If Georgia makes more accommodations to vote than New York, we expect MLB will be moving their headquarters out of the Big Apple since it’s less tolerant than the Peach State? (I can hear you laughing!)
Since MLB has taken shots at the State of Georgia, I assume they’ll make similar accommodations for their fans, just as they are demanding for Georgia voters (based upon activist rhetoric). In other words, I presume MLB will no longer demand that I show a ticket when trying to get into a ballpark? After all, isn’t that fan suppression? (Again, I can hear you laughing!)
Emotion overrides logic
I’m an avid sports fan. As a result, the wokeness that’s invaded professional sports since (you know who) decided to take a knee during the national anthem several years ago, suddenly makes me feel like a dumpster-diver sifting through the rot while looking for something of value.
For instance, I often listen to sports talk shows playing in the background as I work. A few days ago I must’ve heard a dozen sports related talking heads embrace MLB’s move to boycott the City of Atlanta by moving the All-Star Game. If you didn’t know the truth, you would have thought the State of Georgia advocated the lynching of black people. However, not one individual mentioned the truth about the new law. The propaganda machine was in 5th gear cruising down the highway.
“In their blatant assault on local election systems across the country, Democrats and the mainstream media are spreading lies and misinformation about Georgia’s Election Integrity Act that I recently signed into law,” Gov. Kemp wrote.

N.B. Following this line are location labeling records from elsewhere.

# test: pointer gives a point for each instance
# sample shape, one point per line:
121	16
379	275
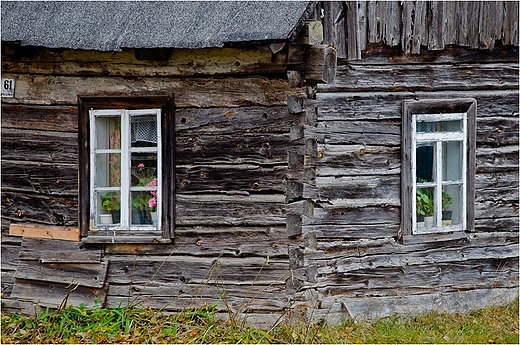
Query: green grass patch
141	325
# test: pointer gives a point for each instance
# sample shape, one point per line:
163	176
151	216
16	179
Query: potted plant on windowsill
111	204
446	213
424	206
145	202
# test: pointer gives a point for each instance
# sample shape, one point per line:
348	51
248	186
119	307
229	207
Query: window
126	169
438	166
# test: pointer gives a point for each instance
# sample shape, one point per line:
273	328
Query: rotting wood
413	78
58	251
311	33
89	275
42	231
189	92
244	271
181	63
53	294
50	118
54	211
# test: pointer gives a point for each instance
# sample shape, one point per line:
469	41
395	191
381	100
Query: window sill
436	237
103	237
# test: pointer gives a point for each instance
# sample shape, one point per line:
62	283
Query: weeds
141	325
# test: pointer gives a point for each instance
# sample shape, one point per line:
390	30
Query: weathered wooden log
413	78
189	92
130	62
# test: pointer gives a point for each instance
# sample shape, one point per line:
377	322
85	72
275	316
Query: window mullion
438	183
125	170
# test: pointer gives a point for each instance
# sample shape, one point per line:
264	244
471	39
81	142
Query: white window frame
438	138
442	108
125	151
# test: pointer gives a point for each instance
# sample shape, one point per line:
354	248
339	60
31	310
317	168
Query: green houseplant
446	213
111	203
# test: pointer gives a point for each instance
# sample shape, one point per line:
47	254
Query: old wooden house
337	159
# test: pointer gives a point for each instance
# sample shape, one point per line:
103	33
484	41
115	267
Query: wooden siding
358	267
415	26
233	134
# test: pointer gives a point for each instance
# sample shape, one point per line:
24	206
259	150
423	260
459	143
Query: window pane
108	132
144	130
452	161
425	162
451	205
109	204
144	207
108	170
439	126
144	169
425	207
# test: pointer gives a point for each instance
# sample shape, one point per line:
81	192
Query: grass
141	325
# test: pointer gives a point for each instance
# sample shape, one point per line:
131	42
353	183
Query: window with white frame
126	169
438	166
124	181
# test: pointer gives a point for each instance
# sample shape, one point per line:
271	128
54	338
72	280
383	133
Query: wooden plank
190	92
39	146
89	275
500	159
225	121
340	106
450	301
463	23
236	210
436	25
54	294
180	62
384	132
239	177
213	241
386	281
510	30
60	119
497	131
58	251
244	271
40	177
352	160
9	257
43	231
424	78
391	26
379	54
239	148
180	296
408	23
355	187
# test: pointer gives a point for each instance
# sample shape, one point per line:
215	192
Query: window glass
439	126
143	130
126	146
439	173
452	161
108	130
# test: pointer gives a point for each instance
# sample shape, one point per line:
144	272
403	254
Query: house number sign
7	87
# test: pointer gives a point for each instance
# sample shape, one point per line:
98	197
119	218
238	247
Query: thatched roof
112	25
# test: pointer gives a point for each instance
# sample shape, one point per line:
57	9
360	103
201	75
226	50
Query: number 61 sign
7	87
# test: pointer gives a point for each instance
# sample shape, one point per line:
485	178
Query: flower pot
154	217
105	219
420	220
116	216
446	217
429	221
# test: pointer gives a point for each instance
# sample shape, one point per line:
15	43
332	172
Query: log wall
417	26
358	265
233	135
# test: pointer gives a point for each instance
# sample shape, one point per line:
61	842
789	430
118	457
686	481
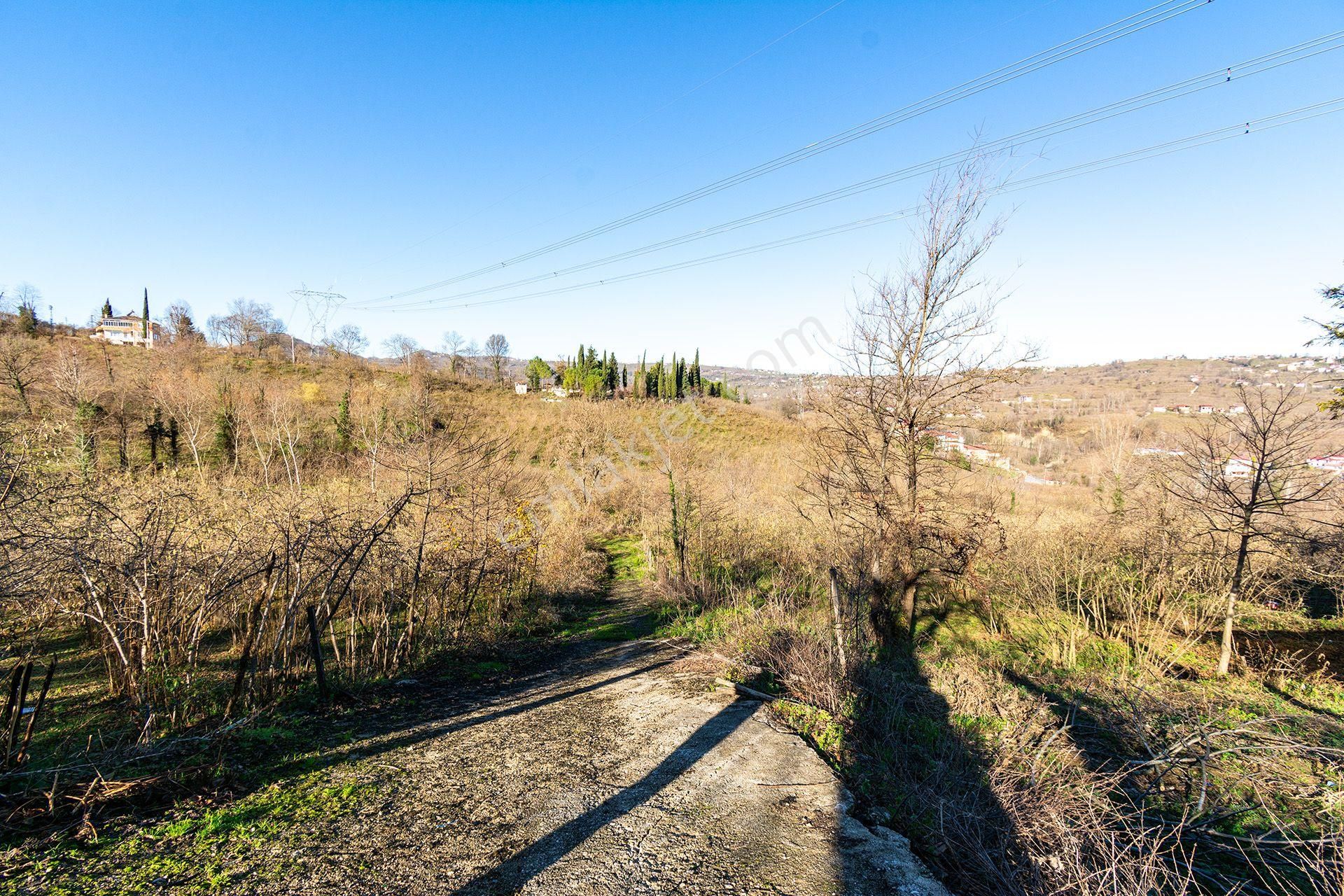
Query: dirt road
622	769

“Instead of addressing specific proposals in SB 202, they have resorted to demonizing Georgians – and Americans – who support commonsense election reform measures,” he continued.
“Democrats and partisan activists across the country, including President Biden, have falsely labeled Georgia’s new voting law as ‘Jim Crow 2.0,'” Kemp asserted.

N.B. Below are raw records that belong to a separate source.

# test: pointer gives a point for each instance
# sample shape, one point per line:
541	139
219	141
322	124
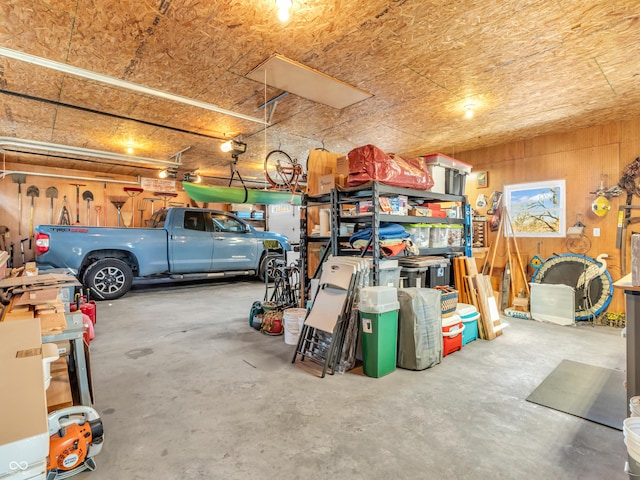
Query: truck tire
108	278
268	266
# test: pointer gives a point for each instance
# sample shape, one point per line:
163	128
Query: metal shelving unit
372	192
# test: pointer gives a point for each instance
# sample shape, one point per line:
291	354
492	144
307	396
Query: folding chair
323	330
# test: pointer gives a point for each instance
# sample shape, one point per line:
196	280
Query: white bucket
631	430
293	322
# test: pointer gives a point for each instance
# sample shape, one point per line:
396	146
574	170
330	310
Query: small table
75	334
632	315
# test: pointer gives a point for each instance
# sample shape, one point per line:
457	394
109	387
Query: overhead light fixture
283	9
236	147
193	177
168	173
118	82
26	146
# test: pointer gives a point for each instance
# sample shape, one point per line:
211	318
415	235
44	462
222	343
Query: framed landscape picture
482	179
536	209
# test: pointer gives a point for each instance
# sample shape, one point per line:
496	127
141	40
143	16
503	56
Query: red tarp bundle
369	163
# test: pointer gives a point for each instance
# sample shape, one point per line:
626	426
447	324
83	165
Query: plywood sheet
294	77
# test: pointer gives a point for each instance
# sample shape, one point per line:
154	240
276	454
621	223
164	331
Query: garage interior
112	98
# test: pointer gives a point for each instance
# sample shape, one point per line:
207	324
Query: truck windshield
157	220
225	223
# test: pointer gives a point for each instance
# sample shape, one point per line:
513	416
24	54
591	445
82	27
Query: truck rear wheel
269	267
108	278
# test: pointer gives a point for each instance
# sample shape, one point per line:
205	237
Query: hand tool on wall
78	185
19	178
52	192
142	206
88	196
152	199
65	218
98	209
133	192
4	241
118	202
32	192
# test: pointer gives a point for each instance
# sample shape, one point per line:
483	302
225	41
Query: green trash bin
379	330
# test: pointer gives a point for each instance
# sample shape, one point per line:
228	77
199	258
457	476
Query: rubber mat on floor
593	393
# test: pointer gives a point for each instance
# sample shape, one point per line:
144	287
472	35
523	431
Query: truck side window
157	221
194	221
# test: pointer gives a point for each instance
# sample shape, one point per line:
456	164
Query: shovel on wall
88	196
52	192
19	178
32	192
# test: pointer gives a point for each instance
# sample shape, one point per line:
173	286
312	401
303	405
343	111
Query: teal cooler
379	329
470	317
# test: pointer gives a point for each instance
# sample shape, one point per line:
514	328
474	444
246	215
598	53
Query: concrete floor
187	390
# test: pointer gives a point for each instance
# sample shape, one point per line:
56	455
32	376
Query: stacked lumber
475	289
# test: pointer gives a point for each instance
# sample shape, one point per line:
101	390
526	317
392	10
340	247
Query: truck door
234	245
191	243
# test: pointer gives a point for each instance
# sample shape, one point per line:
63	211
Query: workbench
74	333
632	315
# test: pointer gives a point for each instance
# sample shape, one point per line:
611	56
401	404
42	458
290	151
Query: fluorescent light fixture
168	173
28	145
293	77
117	82
236	147
193	177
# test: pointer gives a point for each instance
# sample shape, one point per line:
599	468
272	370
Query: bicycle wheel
279	169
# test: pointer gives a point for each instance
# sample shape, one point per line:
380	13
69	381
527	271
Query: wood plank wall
580	158
42	205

The false rhetoric needs to be met with truth. This is what Georgia’s new voting law does, according to Kemp and others who’ve honestly evaluated SB 202:
- It expands access to early voting statewide by requiring two mandatory Saturdays and allowing local election officials the option of up to two Sundays during early voting. This change would apply to all 159 counties in Georgia for the first time and result in hundreds of hours of increased early voting opportunities across the state.
- SB 202 requires all voters to provide a driver’s license or a free state ID card number to request and submit an absentee ballot. This would replace the cumbersome signature match process, thereby significantly streamlining – and securing – absentee ballot verification and tabulation. Every Georgia voter must already present some form of photo ID to vote in-person.

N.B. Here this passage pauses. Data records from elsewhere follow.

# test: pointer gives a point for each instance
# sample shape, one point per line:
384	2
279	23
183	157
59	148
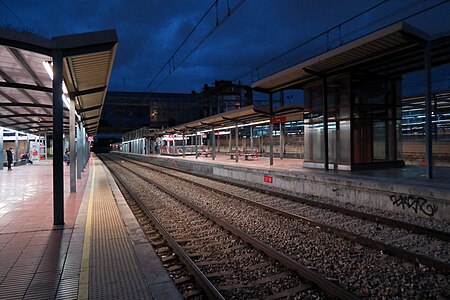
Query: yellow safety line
83	284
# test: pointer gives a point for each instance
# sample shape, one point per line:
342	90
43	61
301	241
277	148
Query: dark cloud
150	31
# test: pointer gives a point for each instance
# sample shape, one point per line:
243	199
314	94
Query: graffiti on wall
338	192
418	204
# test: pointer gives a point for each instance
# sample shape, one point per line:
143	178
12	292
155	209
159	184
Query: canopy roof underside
245	115
26	87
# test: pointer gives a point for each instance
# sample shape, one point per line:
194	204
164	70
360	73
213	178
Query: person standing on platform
9	158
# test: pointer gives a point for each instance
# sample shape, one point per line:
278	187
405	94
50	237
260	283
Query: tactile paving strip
114	271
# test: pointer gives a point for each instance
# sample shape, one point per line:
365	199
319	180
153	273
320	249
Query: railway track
357	268
407	241
225	261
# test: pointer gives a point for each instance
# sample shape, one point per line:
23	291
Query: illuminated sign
268	179
278	120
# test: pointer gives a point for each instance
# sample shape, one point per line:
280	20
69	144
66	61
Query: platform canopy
26	83
394	50
246	115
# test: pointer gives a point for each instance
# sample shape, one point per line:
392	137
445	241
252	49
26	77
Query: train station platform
100	252
402	190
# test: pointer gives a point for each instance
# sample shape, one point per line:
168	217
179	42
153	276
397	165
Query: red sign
278	120
268	179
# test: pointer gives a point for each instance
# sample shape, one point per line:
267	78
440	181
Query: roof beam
87	92
88	49
314	72
19	58
25	86
90	118
28	115
90	108
21	104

- For the first time ballot drop boxes – which were not available to Georgia voters prior to the COVID-19 pandemic – are mandated in every county, while also ensuring all drop boxes are secured around the clock.
- SB 202 protects polling locations from electioneering by private individuals. Within 150 feet of the precinct, election officials may provide water at stations. Beyond 150 feet, as previous Georgia law allowed, private individuals may campaign and provide food and water for voters.
- It also requires local election officials to continue tabulating votes until counting is complete and mandates the use of security paper to ensure complete authentication of ballots.
“As you can see, these reforms have nothing to do with ‘voter suppression’ or ‘Jim Crow.’ The Election Integrity Act makes it easy to vote by expanding access to the polls and harder to cheat by ensuring the security of the ballot box,” the governor concluded.